2. **Definition matches template**: Does it follow the `def:` section?
3. **Logic is complete**: Are all `intersection_of` axioms present?
4. **Relationships included**: Are redundant relationships present with attribution?
5. **Synonyms follow patterns**: Do they match `annotations:` section?
## Pattern Compliance Examples
### Good Example: Gene-Based Disease Pattern
```
[Term]
id: MONDO:1060117
name: MYCBP2-related developmental delay with corpus callosum defects
def: "Any neurodevelopmental disorder in which the cause of the disease is a mutation in the MYCBP2 gene." [PMID:36200388]
synonym: "MDCD" EXACT ABBREVIATION [PMID:36200388]
synonym: "MYCBP2 neurodevelopmental disorder" EXACT []
is_a: MONDO:0700092 {source="PMID:36200388"} ! neurodevelopmental disorder
intersection_of: MONDO:0700092 ! neurodevelopmental disorder
intersection_of: has_material_basis_in_germline_mutation_in http://identifiers.org/hgnc/23386
relationship: has_material_basis_in_germline_mutation_in http://identifiers.org/hgnc/23386 {source="PMID:36200388"} ! MYCBP2
```
This follows the disease_series_by_gene pattern:
- ✓ Name uses "{gene}-related {disease}" format
- ✓ Definition uses pattern template
- ✓ Has intersection_of axioms
- ✓ Has redundant relationship with source
- ✓ Synonyms follow pattern
### Good Example: Location Pattern
```
[Term]
id: MONDO:0000715
name: lymph node adenoid cystic carcinoma
def: "An adenoid cystic carcinoma that involves the lymph node." [PMID:12345678]
is_a: MONDO:0001082 ! lymph node cancer
is_a: MONDO:0004971 ! adenoid cystic carcinoma
intersection_of: MONDO:0004971 ! adenoid cystic carcinoma
intersection_of: disease_has_location UBERON:0000029 ! lymph node
```
This follows the location pattern:
- ✓ Name uses "{location} {disease}" format
- ✓ Definition uses "A {disease} that involves the {location}" template
- ✓ Has proper intersection_of axioms
- ✓ Both parent classes are present (can be inferred by reasoner)
## Common Pitfalls and How to Avoid Them
### Pitfall 1: Wrong Parent Class
**Problem**: Choosing too specific or too general a parent
**Solution**:
- Use the parent specified in the pattern's `classes:` section
- For gene-based diseases, use the broadest disease category that fits
- Don't default to overly specific parents like "inherited disease"
### Pitfall 2: Incomplete Logical Definitions
**Problem**: Missing intersection_of axioms or relationships
**Solution**: Every pattern requires:
1. All `intersection_of` axioms from the `equivalentTo:` template
2. Redundant relationships (these carry source attribution)

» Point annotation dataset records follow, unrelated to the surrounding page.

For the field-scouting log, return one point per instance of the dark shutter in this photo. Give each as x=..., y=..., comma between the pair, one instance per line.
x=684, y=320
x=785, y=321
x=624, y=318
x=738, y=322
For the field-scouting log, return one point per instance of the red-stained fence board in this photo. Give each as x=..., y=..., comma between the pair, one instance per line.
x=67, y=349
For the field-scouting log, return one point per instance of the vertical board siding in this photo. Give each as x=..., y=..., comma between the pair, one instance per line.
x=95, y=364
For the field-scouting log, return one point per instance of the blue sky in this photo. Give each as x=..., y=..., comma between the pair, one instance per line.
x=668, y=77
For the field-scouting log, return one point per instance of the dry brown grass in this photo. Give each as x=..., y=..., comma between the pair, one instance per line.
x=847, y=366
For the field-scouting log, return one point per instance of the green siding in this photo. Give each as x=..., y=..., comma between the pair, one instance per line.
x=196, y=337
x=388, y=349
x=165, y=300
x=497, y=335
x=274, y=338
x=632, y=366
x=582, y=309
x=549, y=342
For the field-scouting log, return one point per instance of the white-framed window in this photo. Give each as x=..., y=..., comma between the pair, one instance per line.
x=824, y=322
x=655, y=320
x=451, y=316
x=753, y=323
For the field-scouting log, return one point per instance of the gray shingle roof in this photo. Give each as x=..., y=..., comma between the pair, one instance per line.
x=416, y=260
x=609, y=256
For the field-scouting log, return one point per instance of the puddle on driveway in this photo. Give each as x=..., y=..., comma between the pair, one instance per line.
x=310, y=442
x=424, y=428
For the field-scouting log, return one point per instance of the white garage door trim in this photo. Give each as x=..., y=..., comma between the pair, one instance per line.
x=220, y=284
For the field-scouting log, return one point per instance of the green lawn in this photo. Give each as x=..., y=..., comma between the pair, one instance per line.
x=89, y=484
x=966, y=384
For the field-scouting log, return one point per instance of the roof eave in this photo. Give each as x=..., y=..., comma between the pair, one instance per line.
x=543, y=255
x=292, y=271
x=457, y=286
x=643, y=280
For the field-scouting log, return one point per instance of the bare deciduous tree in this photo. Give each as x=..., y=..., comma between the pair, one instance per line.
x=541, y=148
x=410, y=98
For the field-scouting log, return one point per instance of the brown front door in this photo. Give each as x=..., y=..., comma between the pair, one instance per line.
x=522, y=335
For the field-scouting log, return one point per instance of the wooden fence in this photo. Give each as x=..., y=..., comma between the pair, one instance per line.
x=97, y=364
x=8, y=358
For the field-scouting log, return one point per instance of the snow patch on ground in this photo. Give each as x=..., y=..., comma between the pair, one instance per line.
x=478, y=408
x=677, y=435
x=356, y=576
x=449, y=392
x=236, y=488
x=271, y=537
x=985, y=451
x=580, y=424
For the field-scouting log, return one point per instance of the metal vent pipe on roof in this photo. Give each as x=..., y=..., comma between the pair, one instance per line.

### Pitfall 3: Non-Standard Naming
**Problem**: Deviating from pattern naming conventions
**Solution**:
- Always use pattern's `name:` template
- Add alternative names as synonyms instead
- If user requests different format, create as synonym
### Pitfall 4: Missing Source Attribution
**Problem**: Relationships without source tags
**Solution**: Add source attribution to all asserted axioms:
```
is_a: PARENT:123 {source="PMID:xxxxx"}
relationship: has_basis_in ENTITY:456 {source="PMID:yyyyy"}
```
### Pitfall 5: Unverified Identifiers
**Problem**: Using wrong or guessed gene/anatomy identifiers
**Solution**: Always verify:
- Gene identifiers: Check HGNC (human) or NCBI Gene (other species)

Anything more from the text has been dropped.